Anche se la scadenza dei due mesi non è improrogabile, il conto alla rovescia è partito e la chiusura di Hormuz mostra come il cammino dei negoziatori non sarà facile. Da Washington non è arrivata alcuna conferma dello stop al passaggio di navi nello Stretto. Il vicepresidente JD Vance ha detto a Fox che non ci sono prove di una chiusura, mentre il Centcom ha riferito che il «traffico navale commerciale è aumentato il 20 giugno» con il transito di «55 navi mercantili». Le forze americane, comunque, restano vigili nell’area.
Le trattative
Nonostante le tensioni su Hormuz, Teheran ha deciso di inviare la sua delegazione in Svizzera per gli attesi colloqui, mentre Benyamin Netanyahu ha ordinato all’Idf il cessate il fuoco in Libano «in coordinamento con gli Stati Uniti», ossia sotto il pressing della Casa Bianca.
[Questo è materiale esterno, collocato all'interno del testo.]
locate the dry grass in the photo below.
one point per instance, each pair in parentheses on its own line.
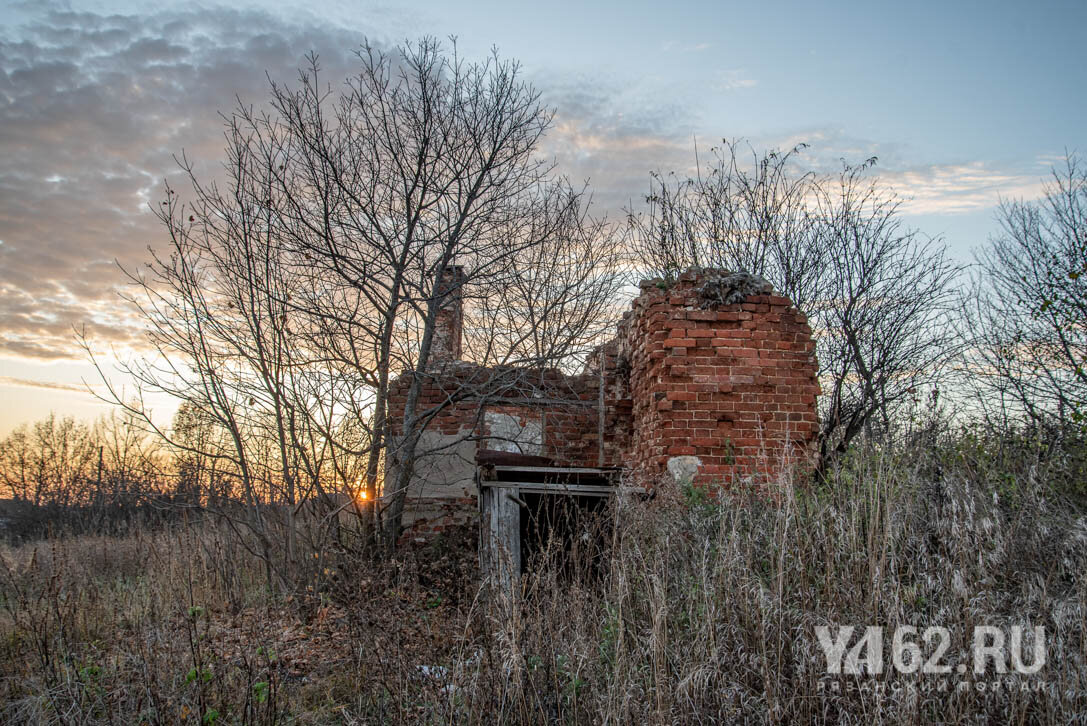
(706,613)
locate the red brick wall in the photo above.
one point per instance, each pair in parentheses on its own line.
(733,385)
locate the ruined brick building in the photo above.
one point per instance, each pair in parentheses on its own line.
(711,373)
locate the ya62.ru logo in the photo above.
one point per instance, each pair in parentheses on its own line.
(927,650)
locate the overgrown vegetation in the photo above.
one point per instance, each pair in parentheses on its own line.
(706,612)
(245,565)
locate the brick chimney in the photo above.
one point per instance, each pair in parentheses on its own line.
(447,334)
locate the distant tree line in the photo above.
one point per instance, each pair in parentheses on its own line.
(290,293)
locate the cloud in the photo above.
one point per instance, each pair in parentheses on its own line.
(958,187)
(961,188)
(26,383)
(734,79)
(614,136)
(92,109)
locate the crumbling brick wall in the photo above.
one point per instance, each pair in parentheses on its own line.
(733,384)
(710,365)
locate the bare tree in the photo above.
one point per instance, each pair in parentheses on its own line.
(1029,315)
(298,289)
(876,293)
(426,163)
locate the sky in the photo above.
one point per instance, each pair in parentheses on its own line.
(963,103)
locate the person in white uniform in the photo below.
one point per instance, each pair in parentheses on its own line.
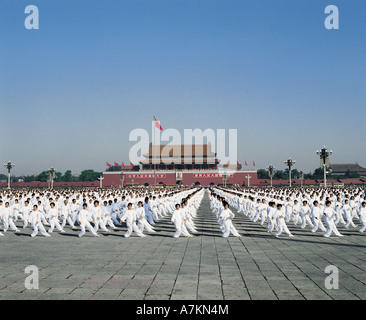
(35,219)
(329,217)
(130,217)
(226,217)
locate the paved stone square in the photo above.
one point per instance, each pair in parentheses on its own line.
(159,267)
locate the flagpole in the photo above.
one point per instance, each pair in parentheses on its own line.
(154,153)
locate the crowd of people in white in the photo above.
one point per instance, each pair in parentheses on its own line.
(140,209)
(276,207)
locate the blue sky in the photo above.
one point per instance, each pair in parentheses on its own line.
(72,91)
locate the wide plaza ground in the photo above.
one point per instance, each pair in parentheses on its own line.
(256,266)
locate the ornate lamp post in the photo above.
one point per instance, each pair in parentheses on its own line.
(101,181)
(290,163)
(51,176)
(248,177)
(9,166)
(301,177)
(324,161)
(271,173)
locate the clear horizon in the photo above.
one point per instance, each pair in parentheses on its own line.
(72,91)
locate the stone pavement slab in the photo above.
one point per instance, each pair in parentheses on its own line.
(207,266)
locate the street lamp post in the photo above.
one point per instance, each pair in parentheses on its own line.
(122,178)
(271,172)
(9,166)
(101,181)
(51,174)
(301,177)
(290,163)
(324,161)
(248,177)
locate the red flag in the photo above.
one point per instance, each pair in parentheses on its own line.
(157,124)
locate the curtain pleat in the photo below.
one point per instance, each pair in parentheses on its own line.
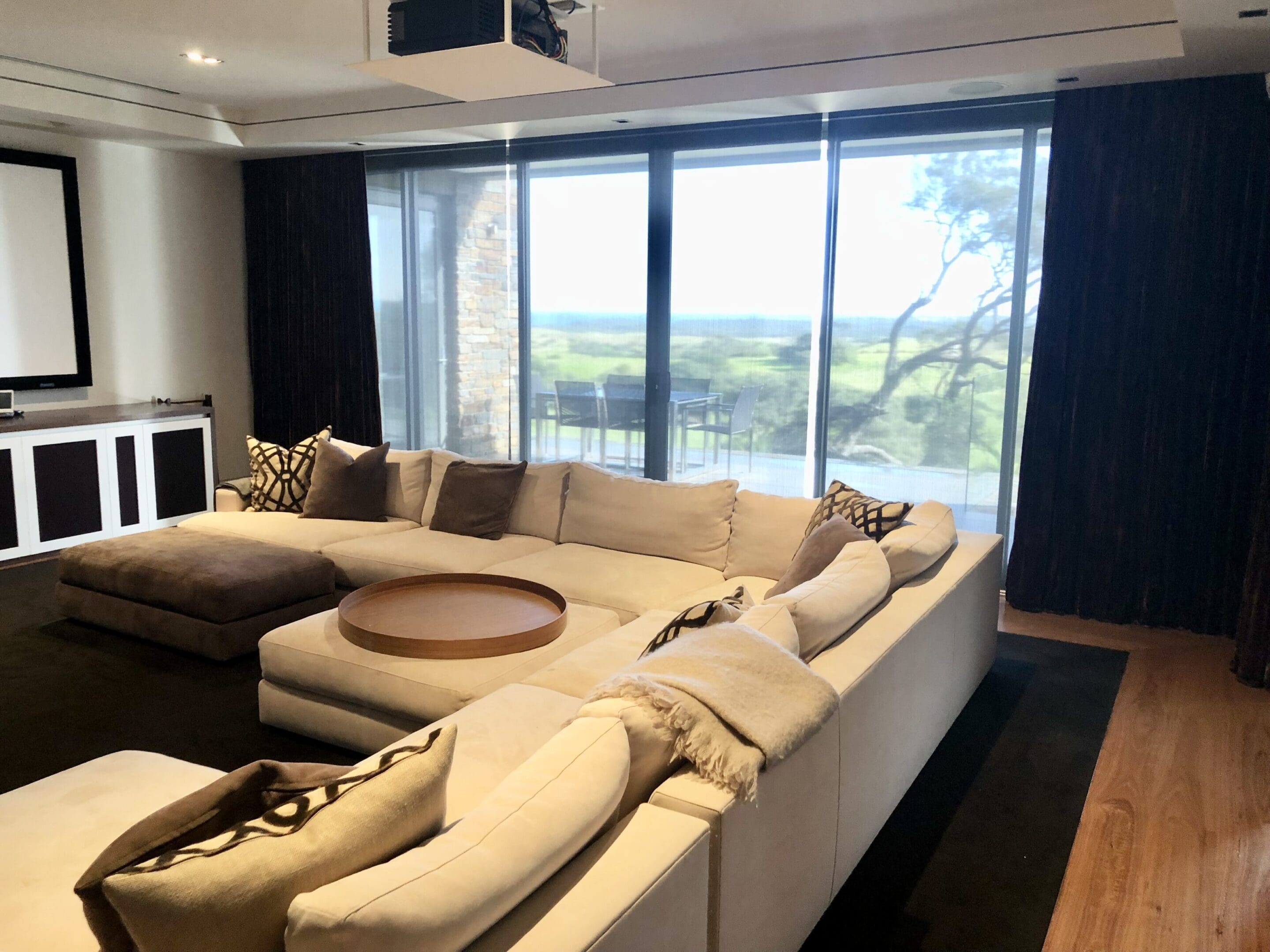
(1147,410)
(310,310)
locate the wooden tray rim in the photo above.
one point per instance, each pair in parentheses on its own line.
(452,649)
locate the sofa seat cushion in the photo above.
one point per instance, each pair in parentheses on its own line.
(55,828)
(754,584)
(211,576)
(586,667)
(290,530)
(625,583)
(497,734)
(362,562)
(670,520)
(313,655)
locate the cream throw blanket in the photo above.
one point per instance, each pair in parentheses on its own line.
(731,700)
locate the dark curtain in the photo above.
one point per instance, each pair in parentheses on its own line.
(1147,410)
(310,312)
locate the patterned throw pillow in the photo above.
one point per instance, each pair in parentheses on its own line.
(872,516)
(281,476)
(713,612)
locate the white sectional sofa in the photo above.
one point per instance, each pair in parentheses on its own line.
(628,554)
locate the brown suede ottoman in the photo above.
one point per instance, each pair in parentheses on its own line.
(200,592)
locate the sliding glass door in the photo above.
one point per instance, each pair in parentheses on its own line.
(784,302)
(587,310)
(444,266)
(925,279)
(747,268)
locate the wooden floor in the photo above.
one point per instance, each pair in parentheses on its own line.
(1174,846)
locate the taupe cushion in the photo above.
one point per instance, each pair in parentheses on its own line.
(766,532)
(477,499)
(409,475)
(280,475)
(230,893)
(538,506)
(348,488)
(629,514)
(817,551)
(237,798)
(627,583)
(290,530)
(210,576)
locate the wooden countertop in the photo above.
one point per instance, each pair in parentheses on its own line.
(97,416)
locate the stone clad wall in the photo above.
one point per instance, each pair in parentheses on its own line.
(487,357)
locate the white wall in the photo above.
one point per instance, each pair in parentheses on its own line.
(165,275)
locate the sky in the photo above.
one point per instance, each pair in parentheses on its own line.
(748,240)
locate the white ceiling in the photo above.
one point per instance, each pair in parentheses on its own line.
(286,61)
L’Iran sarà rappresentato dal capo negoziatore Mohammad Ghalibaf e dal ministro degli Esteri Abbas Araghchi. «Chiederemo alla controparte di attuare gli impegni e di chiarire come intendono rispettarli», ha spiegato il dicastero guidato da Araghchi mettendo in evidenza che «l’inizio dei negoziato per l’accordo finale è subordinato all’attuazione delle clausole del memorandum d’intesa».
A dispetto di quanto dichiarato da Donald Trump, Teheran ritiene che la fase due dei negoziati per l’intesa finale non sia ancora iniziata, proprio a causa delle violazioni del cessate il fuoco. Si potrà parlare di nucleare «quando l’attuazione degli impegni secondo le clausole 1, 4, 5, 10 e 11 comincia e prosegue. Purtroppo non stiamo assistendo a questa situazione», ha osservato il portavoce del ministero degli Esteri Esmail Baghaei.